Un'associazione per ridare vita a un grande patrimonio industriale

Il 14 giugno 2017 è stata fondata a Bologna l’associazione di promozione sociale Laboratorio STAVECO, con l’obiettivo di proporre il recupero dell’ex stabilimento militare STAVECO situato ai piedi dei colli bolognesi come centro per la cultura dell’artigianato. Laboratorio STAVECO è stata fondata da:

  • Sebastiano Curci (Presidente), giornalista ed educatore sociale;

  • Agnese Casadio (Vicepresidente), architetto;

  • Andrea Cucinotta, architetto;

  • Jacopo Ibello, geografo e archeologo industriale, presidente di Save Industrial Heritage;

  • Luca Naldi, artigiano;

  • Gianmaria Socci, architetto.

L’associazione è il punto di arrivo di un lavoro iniziato diversi mesi fa da questo gruppo interdisciplinare di giovani professionisti, che si è unito per rilanciare un monumento dell’archeologia industriale da anni in preda al degrado. La STAVECO, aperta nel 1880 come Laboratorio Pirotecnico, è stata per decenni una delle più grandi fabbriche di Bologna, sia per estensione che come forza lavoro impiegata. Il complesso presenta architetture industriali di grande pregio, che sono riconosciute come degne di salvaguardia da parte della Soprintendenza.
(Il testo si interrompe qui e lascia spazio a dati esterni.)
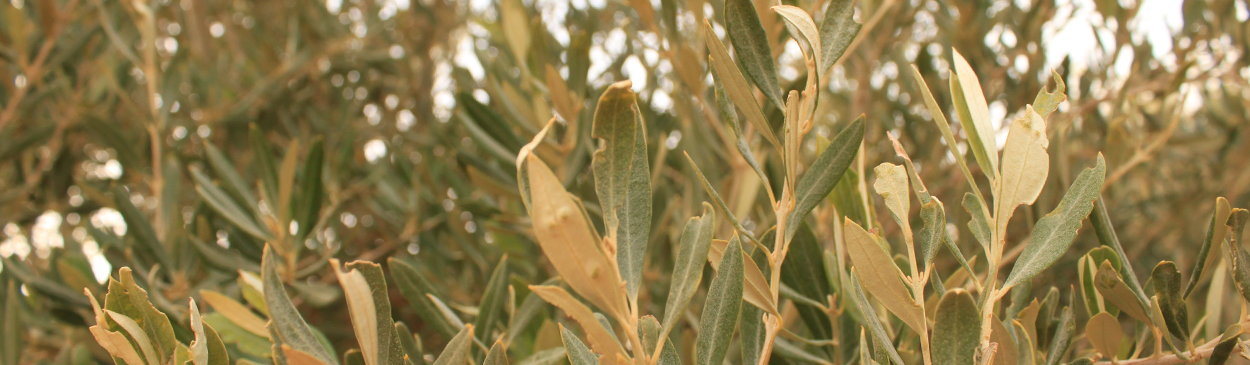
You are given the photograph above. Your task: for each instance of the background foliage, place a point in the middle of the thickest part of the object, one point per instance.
(146, 134)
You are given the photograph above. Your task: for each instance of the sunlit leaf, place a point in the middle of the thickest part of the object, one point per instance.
(1055, 231)
(956, 329)
(720, 310)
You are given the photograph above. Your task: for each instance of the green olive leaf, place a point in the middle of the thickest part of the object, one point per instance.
(956, 329)
(1055, 231)
(736, 88)
(720, 310)
(623, 179)
(1166, 281)
(974, 115)
(751, 45)
(1104, 333)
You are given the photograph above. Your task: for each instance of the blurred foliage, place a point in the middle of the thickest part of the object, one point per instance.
(178, 136)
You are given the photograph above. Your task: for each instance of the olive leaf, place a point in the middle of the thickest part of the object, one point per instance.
(286, 326)
(1215, 233)
(891, 184)
(578, 351)
(1171, 305)
(623, 179)
(933, 214)
(1228, 341)
(364, 285)
(836, 31)
(491, 306)
(1086, 268)
(974, 115)
(601, 339)
(414, 286)
(1025, 164)
(720, 310)
(956, 329)
(571, 244)
(944, 126)
(456, 351)
(1113, 289)
(1104, 334)
(751, 45)
(236, 313)
(649, 333)
(726, 111)
(688, 269)
(871, 319)
(735, 85)
(824, 173)
(799, 20)
(496, 355)
(881, 278)
(1055, 231)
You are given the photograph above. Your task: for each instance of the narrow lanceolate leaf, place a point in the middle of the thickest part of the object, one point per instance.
(1025, 164)
(824, 173)
(1113, 289)
(491, 306)
(720, 311)
(1166, 280)
(311, 191)
(600, 338)
(649, 333)
(236, 313)
(730, 116)
(751, 45)
(881, 278)
(836, 31)
(804, 271)
(956, 329)
(226, 208)
(623, 179)
(1228, 343)
(1215, 233)
(979, 223)
(456, 353)
(1064, 331)
(570, 243)
(735, 85)
(1054, 233)
(976, 125)
(1104, 334)
(943, 125)
(688, 269)
(414, 286)
(578, 351)
(871, 319)
(285, 321)
(801, 21)
(891, 184)
(364, 285)
(934, 216)
(1048, 101)
(498, 354)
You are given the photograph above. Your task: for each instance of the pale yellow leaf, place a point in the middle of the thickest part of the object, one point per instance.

Dismessa dagli anni ’90, la STAVECO è stata protagonista negli ultimi anni di un tentativo di recupero, purtroppo fallito, come campus dell’Università di Bologna.A fine 2016 il gruppo fondatore di Laboratorio STAVECO, seguendo l’idea sviluppata da Sebastiano Curci di realizzare lì una “cittadella dell’artigianato”, si è messo al lavoro per presentare al Comune di Bologna, all’Università e a numerose realtà artigianali locali una proposta di recupero. Mantenendo la vocazione produttiva del luogo, il team propone un luogo dove gli artigiani e le loro organizzazioni possano trovare spazi di lavoro e di trasmissione del saper fare alle generazioni future. Una “cittadella dell’artigianato” con aree per la produzione, l’apprendimento, l’esposizione dei prodotti e l’avvio di nuove imprese.In seguito al favore riscontrato sia tra gli attori coinvolti nel recupero della STAVECO (Comune, Università) che tra le organizzazioni artigianali (CNA) e alcune realtà del settore, il gruppo ha deciso di fondare Laboratorio STAVECO per formalizzare l’intenzione di portare a termine il suo progetto, attraverso la collaborazione con gli attori interessati nel processo e la ricerca di finanziamenti pubblici e privati. L’associazione si propone inoltre di “esportare” il modello di recuperare ex spazi industriali per destinarli di nuovo ad attività produttive, per mantenere l’identità di questi luoghi e valorizzare le potenzialità economiche e culturali del settore manufatturiero e artigianale.